Editoriale
È nei momenti di crisi nera che bisogna ricorrere al sangue freddo e non farsi prendere dagli isterismi. E una campagna elettorale dalla cifra demagogica che si svolge nel disinteresse generale spinge i leader dei partiti ad avanzare richieste estemporanee.
Per quel che abbiamo capito di Mario Draghi, si tratta di una persona razionale, dotata di alto senso del dovere (caratteristiche entrambe estremamente rare nell’attuale panorama) che intende onorare questo periodo di transizione rimanendo coerente alle idee e ai metodi sperimentati con successo, oltre che nei delicati compiti di governatore della Banca d’Italia e di presidente della Bce, anche nei 18 mesi di premierato.

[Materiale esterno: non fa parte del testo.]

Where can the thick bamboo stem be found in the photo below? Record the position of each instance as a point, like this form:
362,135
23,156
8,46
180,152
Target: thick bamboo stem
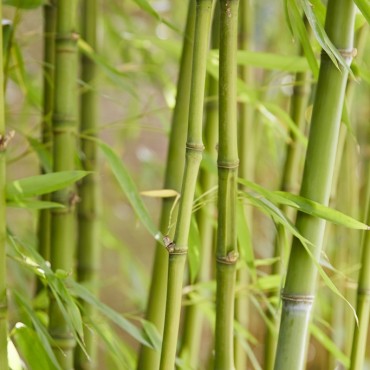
88,228
194,318
64,152
3,285
49,10
194,147
299,289
148,358
227,255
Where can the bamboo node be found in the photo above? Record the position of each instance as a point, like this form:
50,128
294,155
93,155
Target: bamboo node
364,292
230,259
297,298
5,139
195,147
228,165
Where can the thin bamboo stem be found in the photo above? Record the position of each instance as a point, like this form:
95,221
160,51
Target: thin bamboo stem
49,10
194,149
88,227
246,148
227,255
194,318
64,152
148,358
3,284
299,290
291,177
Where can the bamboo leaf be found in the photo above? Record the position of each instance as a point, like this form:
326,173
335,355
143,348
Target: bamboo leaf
25,4
31,348
33,204
364,7
128,186
84,294
42,184
162,193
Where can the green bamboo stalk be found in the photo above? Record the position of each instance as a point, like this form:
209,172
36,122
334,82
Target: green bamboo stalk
4,138
246,148
49,10
363,297
88,228
64,153
194,148
194,317
148,358
227,255
299,290
289,182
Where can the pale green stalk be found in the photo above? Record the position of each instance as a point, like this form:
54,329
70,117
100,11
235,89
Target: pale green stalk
64,155
3,284
194,148
299,290
194,318
88,228
49,10
246,147
226,254
290,182
149,358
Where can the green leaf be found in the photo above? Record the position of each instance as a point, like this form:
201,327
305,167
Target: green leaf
25,4
31,348
270,61
33,204
327,343
128,186
364,7
42,184
84,294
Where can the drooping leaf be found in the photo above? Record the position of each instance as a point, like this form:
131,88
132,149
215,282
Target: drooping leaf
42,184
129,188
81,292
31,348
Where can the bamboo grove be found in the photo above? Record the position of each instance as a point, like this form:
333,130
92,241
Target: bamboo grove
184,185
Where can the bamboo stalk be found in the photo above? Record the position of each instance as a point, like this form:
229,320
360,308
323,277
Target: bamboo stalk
194,148
148,358
194,318
43,231
64,152
299,289
363,298
227,255
246,148
3,282
88,227
291,177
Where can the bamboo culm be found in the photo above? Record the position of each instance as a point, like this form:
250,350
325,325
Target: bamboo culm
4,138
299,290
149,358
43,231
292,174
64,155
194,318
88,227
194,148
246,147
226,253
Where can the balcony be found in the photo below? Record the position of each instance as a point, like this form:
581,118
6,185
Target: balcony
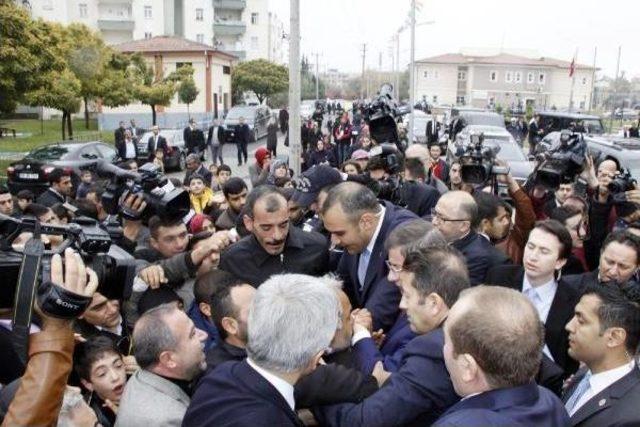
113,23
229,28
230,4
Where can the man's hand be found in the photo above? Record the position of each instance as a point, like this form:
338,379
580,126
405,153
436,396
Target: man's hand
74,277
153,276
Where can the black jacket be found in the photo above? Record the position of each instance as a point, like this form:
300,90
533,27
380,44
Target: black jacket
616,405
304,253
328,384
555,335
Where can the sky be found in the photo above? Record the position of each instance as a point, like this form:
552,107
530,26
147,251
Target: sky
337,29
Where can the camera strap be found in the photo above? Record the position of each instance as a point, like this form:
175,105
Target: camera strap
25,292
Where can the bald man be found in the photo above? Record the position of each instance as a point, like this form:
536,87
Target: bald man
495,376
456,216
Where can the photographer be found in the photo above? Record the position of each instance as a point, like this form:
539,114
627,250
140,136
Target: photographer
39,397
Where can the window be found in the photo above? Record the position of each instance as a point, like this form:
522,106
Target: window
530,78
517,77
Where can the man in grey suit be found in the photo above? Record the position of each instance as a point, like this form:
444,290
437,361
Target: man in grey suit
170,352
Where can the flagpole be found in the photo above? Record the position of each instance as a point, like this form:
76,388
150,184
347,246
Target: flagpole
572,70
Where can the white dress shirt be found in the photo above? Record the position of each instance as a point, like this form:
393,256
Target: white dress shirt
598,382
283,387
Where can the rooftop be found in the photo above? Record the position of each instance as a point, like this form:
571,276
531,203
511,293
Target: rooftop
500,59
160,44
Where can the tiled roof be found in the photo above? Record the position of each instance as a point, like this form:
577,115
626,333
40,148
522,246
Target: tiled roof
168,44
501,59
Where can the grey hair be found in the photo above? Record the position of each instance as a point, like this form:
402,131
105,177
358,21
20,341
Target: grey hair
152,335
293,317
72,399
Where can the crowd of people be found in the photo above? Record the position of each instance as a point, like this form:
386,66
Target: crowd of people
369,290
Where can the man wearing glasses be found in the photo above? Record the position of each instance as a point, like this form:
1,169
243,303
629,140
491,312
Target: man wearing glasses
456,216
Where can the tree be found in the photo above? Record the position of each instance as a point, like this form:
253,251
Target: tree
188,92
261,77
28,55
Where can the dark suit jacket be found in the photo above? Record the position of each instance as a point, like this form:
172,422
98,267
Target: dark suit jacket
378,295
235,394
416,395
616,405
560,313
390,353
326,385
162,143
50,198
526,405
480,255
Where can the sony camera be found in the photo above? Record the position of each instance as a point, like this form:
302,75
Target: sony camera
477,161
561,162
162,197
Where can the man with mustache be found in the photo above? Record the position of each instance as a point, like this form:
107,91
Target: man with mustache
273,247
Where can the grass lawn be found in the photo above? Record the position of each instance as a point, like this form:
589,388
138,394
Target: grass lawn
52,133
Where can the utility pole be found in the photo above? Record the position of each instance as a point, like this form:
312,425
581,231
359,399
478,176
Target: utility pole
294,86
412,69
364,55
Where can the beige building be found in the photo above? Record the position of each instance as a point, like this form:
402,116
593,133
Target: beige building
212,75
504,79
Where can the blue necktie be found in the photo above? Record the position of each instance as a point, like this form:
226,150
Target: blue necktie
363,263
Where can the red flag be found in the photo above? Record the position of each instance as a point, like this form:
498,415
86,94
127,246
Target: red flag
572,67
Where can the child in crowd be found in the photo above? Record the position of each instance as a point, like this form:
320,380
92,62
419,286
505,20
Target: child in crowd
200,195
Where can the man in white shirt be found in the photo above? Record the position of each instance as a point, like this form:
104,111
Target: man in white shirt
604,335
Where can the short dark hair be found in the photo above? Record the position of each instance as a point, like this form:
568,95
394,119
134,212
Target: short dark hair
269,192
155,222
90,351
56,175
354,199
625,238
235,185
618,311
439,270
557,229
220,299
223,167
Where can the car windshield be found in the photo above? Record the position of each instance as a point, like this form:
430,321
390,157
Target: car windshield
484,119
51,152
237,112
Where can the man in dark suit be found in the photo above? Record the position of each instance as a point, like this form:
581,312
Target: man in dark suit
604,335
493,375
421,390
60,187
156,142
292,321
456,216
360,224
545,254
242,138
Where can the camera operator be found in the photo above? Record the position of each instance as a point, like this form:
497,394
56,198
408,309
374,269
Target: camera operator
39,397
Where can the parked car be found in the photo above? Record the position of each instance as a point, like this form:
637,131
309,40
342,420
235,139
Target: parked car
256,116
509,150
32,171
176,159
555,121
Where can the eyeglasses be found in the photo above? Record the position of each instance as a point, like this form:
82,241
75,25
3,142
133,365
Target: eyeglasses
436,215
392,267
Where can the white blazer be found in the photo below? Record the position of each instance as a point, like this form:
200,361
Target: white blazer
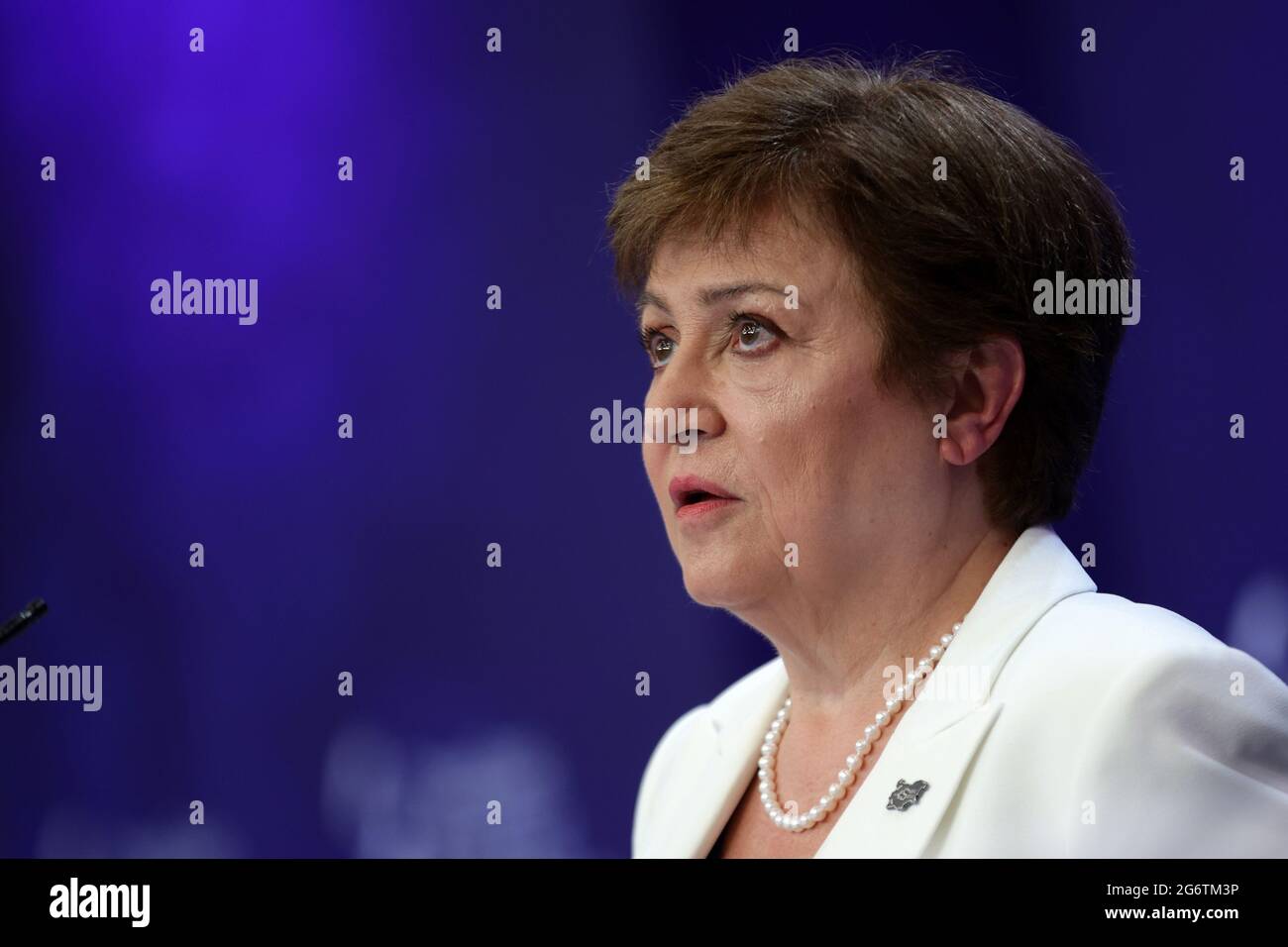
1100,728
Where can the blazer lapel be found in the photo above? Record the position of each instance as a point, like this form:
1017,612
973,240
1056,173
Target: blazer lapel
935,738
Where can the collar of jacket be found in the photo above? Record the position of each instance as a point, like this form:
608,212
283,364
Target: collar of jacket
935,740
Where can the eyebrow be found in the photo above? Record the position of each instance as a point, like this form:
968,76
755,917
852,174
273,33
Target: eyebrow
708,296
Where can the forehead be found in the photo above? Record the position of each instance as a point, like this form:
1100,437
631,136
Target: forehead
777,252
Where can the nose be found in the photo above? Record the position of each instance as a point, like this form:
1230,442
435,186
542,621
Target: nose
687,386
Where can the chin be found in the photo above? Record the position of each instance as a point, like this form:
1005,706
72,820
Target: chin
722,582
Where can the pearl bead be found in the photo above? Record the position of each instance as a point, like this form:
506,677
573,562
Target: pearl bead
836,791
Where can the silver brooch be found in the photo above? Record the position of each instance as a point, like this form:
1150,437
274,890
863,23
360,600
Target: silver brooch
906,793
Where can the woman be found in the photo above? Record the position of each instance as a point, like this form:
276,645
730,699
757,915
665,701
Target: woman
836,272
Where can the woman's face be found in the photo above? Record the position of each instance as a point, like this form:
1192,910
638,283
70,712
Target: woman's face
791,423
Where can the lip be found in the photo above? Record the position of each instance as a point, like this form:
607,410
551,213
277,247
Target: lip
682,487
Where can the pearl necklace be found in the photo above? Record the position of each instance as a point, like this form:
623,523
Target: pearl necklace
871,733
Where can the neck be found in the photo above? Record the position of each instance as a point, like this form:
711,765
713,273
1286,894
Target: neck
836,647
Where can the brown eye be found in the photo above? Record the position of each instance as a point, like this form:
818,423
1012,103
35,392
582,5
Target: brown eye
657,346
661,348
751,335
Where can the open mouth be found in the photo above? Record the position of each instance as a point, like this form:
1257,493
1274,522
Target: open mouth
694,496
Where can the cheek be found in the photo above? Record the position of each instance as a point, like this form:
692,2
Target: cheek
655,466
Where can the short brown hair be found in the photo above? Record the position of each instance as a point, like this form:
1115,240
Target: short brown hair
948,262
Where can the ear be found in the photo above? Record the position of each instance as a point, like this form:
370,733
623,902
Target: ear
987,385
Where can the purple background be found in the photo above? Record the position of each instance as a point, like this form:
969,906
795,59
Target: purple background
472,425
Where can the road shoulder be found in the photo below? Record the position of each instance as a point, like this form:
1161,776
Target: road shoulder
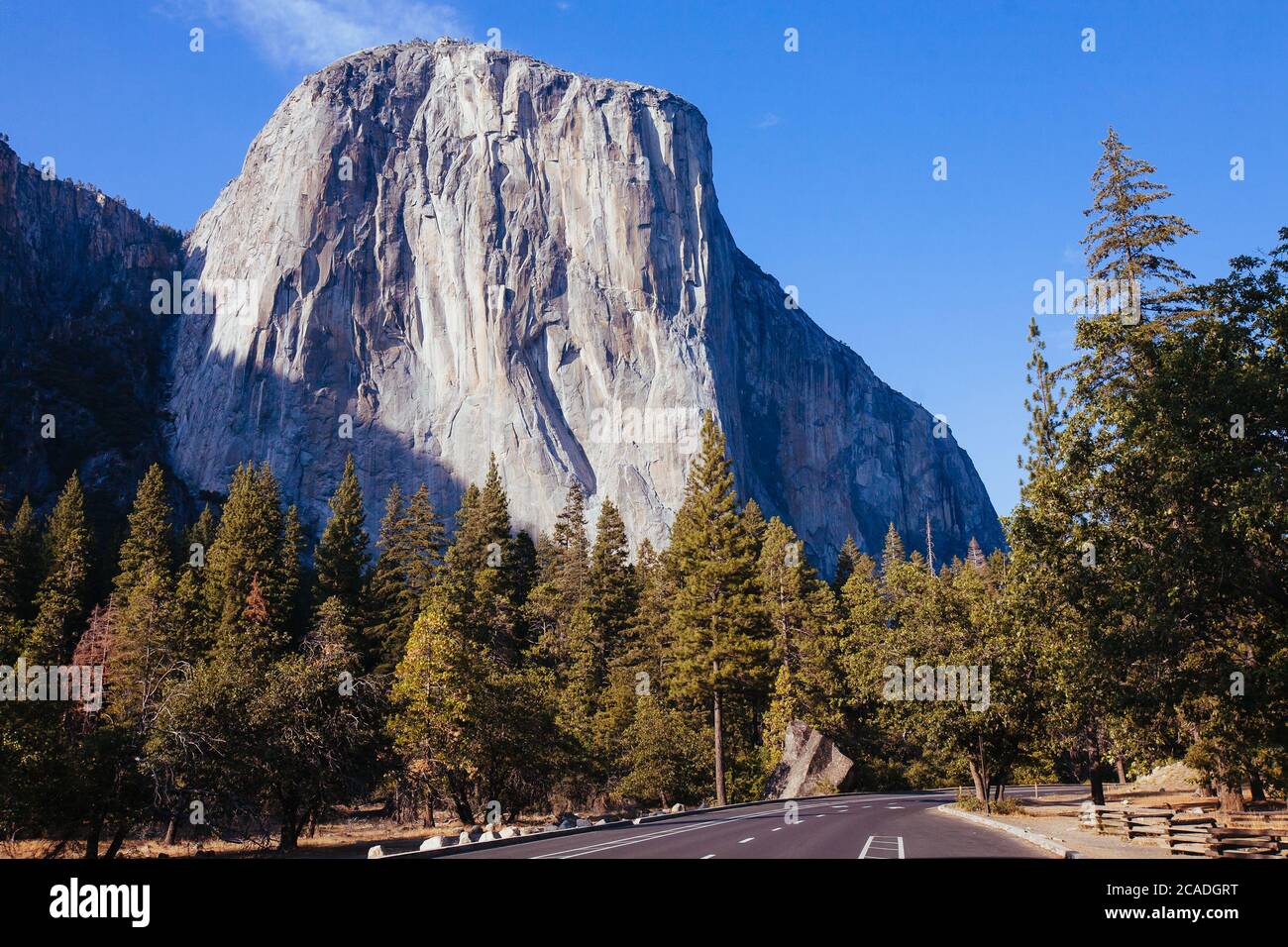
1042,841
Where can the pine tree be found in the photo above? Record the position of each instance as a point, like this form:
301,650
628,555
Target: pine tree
150,543
800,609
62,605
1125,236
27,561
250,548
389,595
571,549
892,553
340,558
411,553
1039,440
754,523
719,646
294,577
612,579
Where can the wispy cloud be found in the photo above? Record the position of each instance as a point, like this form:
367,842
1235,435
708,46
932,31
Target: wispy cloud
309,34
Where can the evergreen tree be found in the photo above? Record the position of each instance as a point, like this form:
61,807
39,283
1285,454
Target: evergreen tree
26,561
800,612
845,561
1126,236
62,605
612,579
892,553
150,544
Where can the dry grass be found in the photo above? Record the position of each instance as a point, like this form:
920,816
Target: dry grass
347,836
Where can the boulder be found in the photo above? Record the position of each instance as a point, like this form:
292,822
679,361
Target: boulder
810,766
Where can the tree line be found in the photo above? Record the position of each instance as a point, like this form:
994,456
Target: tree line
1137,616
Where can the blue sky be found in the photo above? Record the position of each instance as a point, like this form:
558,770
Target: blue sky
823,158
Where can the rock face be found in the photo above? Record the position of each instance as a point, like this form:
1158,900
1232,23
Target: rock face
80,341
468,252
810,766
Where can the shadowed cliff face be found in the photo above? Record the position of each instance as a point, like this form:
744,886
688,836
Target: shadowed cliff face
468,252
80,343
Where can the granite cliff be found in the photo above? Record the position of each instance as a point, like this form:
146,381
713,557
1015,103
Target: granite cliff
436,252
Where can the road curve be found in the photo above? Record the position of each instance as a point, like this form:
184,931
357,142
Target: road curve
893,825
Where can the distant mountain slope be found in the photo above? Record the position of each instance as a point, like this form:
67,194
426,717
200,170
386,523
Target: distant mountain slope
469,252
80,343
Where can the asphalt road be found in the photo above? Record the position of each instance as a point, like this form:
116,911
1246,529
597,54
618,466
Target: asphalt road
870,825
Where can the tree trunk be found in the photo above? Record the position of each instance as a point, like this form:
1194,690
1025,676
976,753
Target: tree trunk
980,785
1098,787
116,840
1258,789
1098,784
171,828
719,729
95,831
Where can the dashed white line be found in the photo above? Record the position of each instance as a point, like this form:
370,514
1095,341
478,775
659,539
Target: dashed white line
885,845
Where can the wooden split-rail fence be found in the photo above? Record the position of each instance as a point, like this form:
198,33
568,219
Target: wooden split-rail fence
1215,835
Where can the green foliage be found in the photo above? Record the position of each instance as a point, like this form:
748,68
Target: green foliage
60,602
340,560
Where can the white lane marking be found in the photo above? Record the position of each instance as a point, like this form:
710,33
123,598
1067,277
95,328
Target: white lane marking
635,839
649,836
884,845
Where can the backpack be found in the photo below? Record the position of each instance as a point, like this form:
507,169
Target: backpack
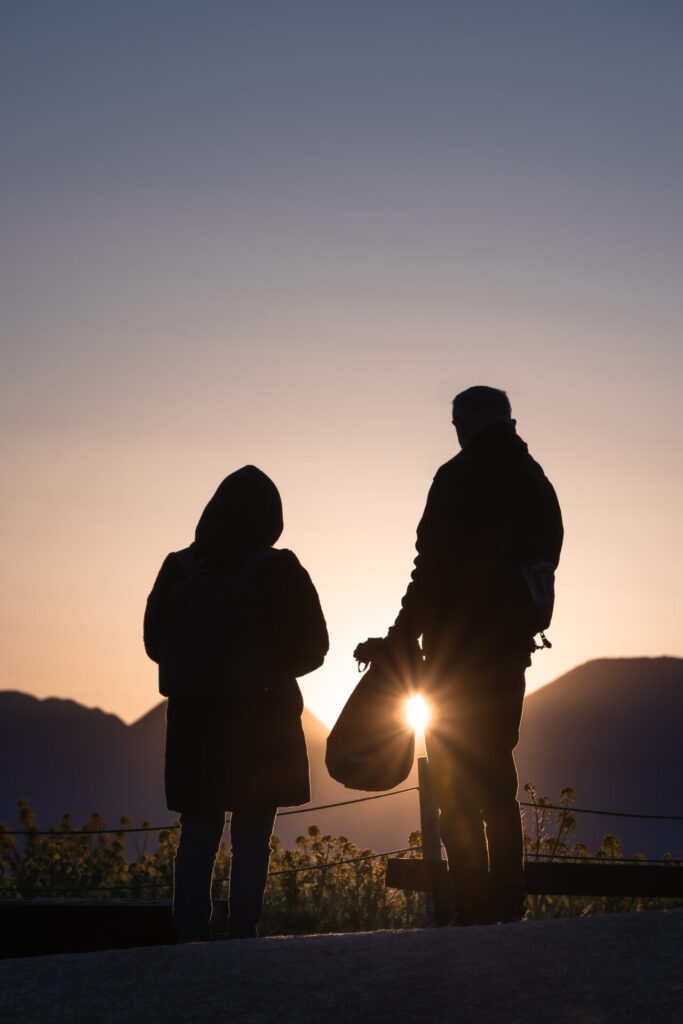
214,640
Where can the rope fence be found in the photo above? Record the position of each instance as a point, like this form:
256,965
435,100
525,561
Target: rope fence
326,807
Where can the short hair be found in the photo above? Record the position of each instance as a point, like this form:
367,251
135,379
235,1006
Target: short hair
486,404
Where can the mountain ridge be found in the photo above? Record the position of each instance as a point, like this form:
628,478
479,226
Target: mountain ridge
607,727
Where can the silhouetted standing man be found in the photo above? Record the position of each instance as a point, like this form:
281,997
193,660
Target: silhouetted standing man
491,513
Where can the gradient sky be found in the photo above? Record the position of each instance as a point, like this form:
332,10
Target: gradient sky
287,233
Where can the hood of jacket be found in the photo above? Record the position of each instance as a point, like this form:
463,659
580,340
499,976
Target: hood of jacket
245,514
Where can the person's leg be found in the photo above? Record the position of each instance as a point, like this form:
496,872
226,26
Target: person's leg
200,839
250,843
499,795
504,836
454,772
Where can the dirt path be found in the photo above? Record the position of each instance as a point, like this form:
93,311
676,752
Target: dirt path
609,969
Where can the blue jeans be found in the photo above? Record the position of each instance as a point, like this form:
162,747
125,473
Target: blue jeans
250,846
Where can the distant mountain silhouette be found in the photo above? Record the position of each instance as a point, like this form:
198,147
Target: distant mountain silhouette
610,728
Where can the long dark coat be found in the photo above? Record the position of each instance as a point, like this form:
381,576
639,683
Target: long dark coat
245,751
489,509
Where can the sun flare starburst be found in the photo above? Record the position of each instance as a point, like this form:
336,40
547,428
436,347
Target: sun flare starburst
417,712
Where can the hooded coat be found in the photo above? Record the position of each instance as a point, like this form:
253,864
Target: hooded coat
489,509
246,750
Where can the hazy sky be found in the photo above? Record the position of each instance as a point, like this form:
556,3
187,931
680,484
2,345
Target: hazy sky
287,233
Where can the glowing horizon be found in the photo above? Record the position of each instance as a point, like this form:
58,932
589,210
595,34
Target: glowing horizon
288,237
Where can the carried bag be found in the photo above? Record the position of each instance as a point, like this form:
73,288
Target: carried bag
372,745
539,574
214,640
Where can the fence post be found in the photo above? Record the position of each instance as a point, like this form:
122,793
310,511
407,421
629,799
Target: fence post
431,840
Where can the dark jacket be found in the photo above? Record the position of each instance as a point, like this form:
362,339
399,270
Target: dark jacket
489,509
248,750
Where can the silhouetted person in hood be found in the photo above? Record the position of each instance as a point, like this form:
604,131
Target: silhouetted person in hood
491,513
235,740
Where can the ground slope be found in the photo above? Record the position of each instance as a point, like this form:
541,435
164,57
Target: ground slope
606,970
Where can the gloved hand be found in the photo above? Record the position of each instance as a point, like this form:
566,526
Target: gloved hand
370,650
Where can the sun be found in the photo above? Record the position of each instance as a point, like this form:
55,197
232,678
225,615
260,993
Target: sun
417,713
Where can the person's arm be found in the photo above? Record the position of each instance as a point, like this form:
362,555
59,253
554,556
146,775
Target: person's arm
293,608
410,623
155,611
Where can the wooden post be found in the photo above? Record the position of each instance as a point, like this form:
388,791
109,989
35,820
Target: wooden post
431,839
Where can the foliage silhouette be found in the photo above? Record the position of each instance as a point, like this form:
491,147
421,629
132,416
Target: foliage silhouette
311,888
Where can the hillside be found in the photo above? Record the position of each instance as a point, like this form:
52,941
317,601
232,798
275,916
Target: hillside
610,728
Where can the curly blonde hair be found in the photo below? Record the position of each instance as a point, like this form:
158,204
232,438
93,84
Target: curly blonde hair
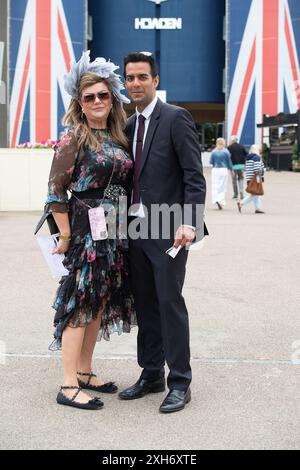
74,118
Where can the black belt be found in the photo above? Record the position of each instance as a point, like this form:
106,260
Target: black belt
113,192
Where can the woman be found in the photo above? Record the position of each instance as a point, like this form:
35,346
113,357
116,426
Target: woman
90,159
254,166
221,162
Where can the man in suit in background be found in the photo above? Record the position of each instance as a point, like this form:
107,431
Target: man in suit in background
168,170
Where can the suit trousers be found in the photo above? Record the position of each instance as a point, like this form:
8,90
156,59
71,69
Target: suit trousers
163,335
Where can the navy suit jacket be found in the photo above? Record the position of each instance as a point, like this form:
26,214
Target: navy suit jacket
171,169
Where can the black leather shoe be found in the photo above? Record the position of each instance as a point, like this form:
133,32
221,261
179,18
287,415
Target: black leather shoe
92,404
142,388
175,401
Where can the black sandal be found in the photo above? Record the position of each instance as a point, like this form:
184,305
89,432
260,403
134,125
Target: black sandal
108,387
93,404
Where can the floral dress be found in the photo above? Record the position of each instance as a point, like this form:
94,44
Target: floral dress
98,270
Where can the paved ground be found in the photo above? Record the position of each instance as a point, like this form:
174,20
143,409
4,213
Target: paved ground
243,294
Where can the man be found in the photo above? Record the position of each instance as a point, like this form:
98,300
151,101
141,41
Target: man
238,155
168,170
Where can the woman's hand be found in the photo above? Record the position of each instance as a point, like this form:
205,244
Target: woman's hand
62,247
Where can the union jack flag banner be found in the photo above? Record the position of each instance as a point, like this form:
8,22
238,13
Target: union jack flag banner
263,41
45,36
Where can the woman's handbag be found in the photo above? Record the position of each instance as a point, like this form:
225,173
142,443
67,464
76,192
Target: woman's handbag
255,186
50,221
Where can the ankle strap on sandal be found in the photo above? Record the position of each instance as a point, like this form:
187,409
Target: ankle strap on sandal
90,375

Ci sono tante domande senza risposta rispetto alle attuali contingenze e, soprattutto, rispetto a una. In questo tragico gioco di resistenza che vede impegnati Putin - e in misura molto aleatoria l’alleato cinese -, il popolo ucraino, l’Unione europea e gli Stati Uniti (con l’Alleanza atlantica) riscontriamo un orizzonte oscuro, rispetto al quale possiamo disporre di una sola certezza che è la medesima che animò Winston Churchill spingendolo a mobilitare il suo popolo in vista di un obiettivo, ai nostri giorni caduto in disuso: la vittoria, dopo le traversie.
Una vittoria che allora significava la sconfitta delle dittature tedesca, italiana e giapponese e la riaffermazione dei valori di libertà e democrazia. Gli stessi in ballo oggi.
Mario Draghi garantisce per noi e sino all’insediamento di un nuovo governo l’indefettibile partecipazione all’Unione europea, all’Alleanza atlantica e allo schieramento occidentale in sostegno della Repubblica ucraina. E, in quest’ambito, l’adozione di misure coordinate per la difesa delle economie occidentali provate dalle ritorsioni russe, ma non tanto quanto l’economia moscovita alle prese con una crisi di importazioni che desertificherà la grande distribuzione nell’impero. Un evento che colpirà la classe media urbana e che avrà conseguenze politiche non misurabili oggi.
Fiducia in Draghi, quindi, anche nella decisione di non ampliare il deficit che ha già superato il 150% del Pil. L’ampliarlo comporterebbe gravi conseguenze per il Paese e per tutti i cittadini.
Si sta sostenendo nelle piazze che se non ci pensa l’Europa, faremo da soli. Un’alternativa che non esiste, come sanno coloro che si occupano di economia e, soprattutto, di mercato del gas e del petrolio. Un price-cap stabilito da un solo paese è misura ridicola e inefficace. Un finanziamento da parte dello Stato di tutti gli extracosti è una misura viziata da miopia, giacché non è chiaro per quanto tempo la Russia continuerà a esercitare i suoi ricatti e quanti quattrini dovrebbero essere impegnati in un soccorso di lunga durata.
Quindi, Europa: i segni di risveglio di Bruxelles si stanno manifestando.
Se l’isterismo generale suscitato dai partiti - cui nella realtà c’è un riscontro minore di quanto riteniamo (e l’andamento dei mercati ce lo conferma) - prevarrà imponendo misure affrettate ai danni della finanza pubblica, si sappia che si tratta di un passo che ci conduce fuori dalle alleanze storiche e, quindi, nelle braccia del nemico, la Russia.
Purtroppo, l’Italia è nota per l’attitudine a cambiare campo, la «zeitenwende» tedesca: l’ha fatto alla vigilia della Prima guerra mondiale abbandonando la Triplice alleanza per la Triplice intesa; l’ha fatto l’8 settembre 1943 abbandonando il Patto d’acciaio per allearsi da un giorno all’altro con il nemico.
Chi ama questo grande Paese, chi ha contribuito con il proprio sudore reale e metaforico al suo successo, non può accettare un ennesimo giro di valzer che, fra l’altro, sarebbe esiziale per la libertà di ogni italiano.